Training takes 15 minutes on three GPU devices.

After training last model checkpoint is saved to "My models" list.

Monitor training charts and test various checkpoints

We recommend to carefully monitor training charts to prevent overfitting or underfitting. Especially it is very important when we use small training dataset. In this case restoring checkpoints is a key component to successful research.

Step 5. Apply NN to test images.

Basic step by step inference guide is here. So it is the same for all models inside Supervisely. Detailed information regarding inference configs is here.

We apply model unet-leafs to project with test images.
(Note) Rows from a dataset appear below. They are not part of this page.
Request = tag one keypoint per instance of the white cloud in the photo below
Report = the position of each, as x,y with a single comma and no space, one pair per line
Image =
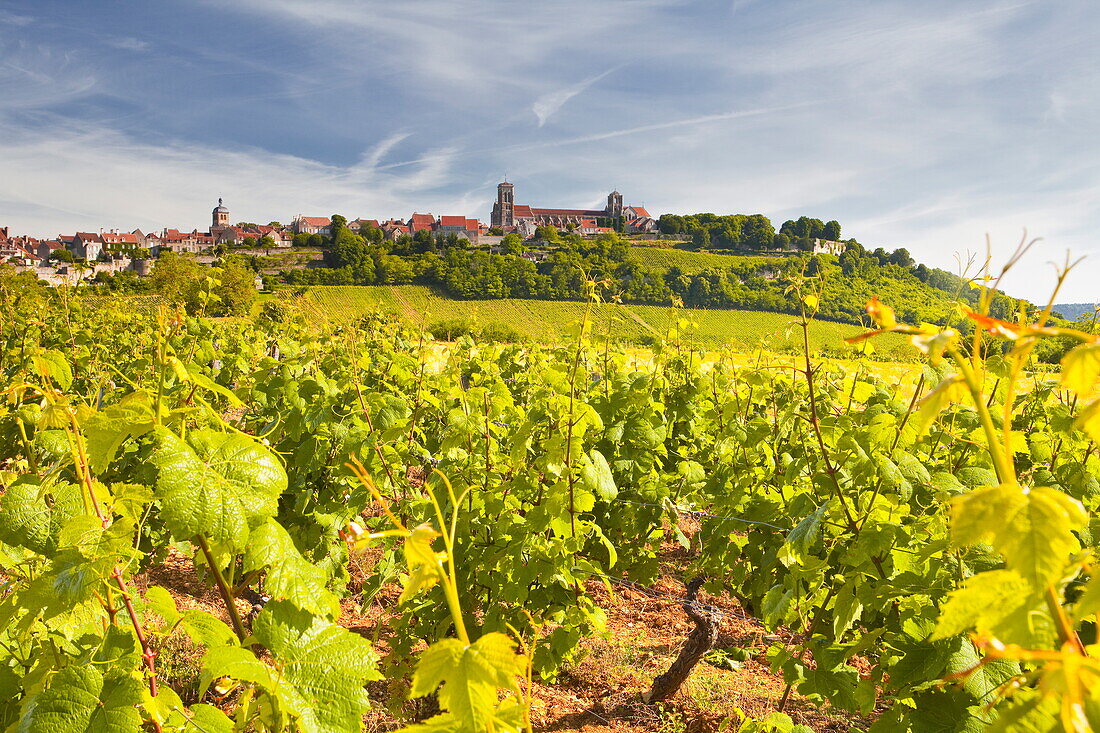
129,44
550,102
77,177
Config for sliding window inference:

{
  "mode": {
    "save": false,
    "source": "sliding_window",
    "window": {
      "width": 512,
      "height": 512
    },
    "min_overlap": {
      "x": 0,
      "y": 0
    }
  },
  "gpu_devices": [
    0
  ],
  "model_classes": {
    "add_suffix": "_dl",
    "save_classes": [
      "contour",
      "leaf"
    ]
  },
  "existing_objects": {
    "add_suffix": "",
    "save_classes": []
  }
}

Then leaf instances can be extracted from segmentation mask using DTL query like in this tutorial.

Conclusion

As you can see the results are good enough.

Use any segmentation model

You can use any segmentation model with approach described above.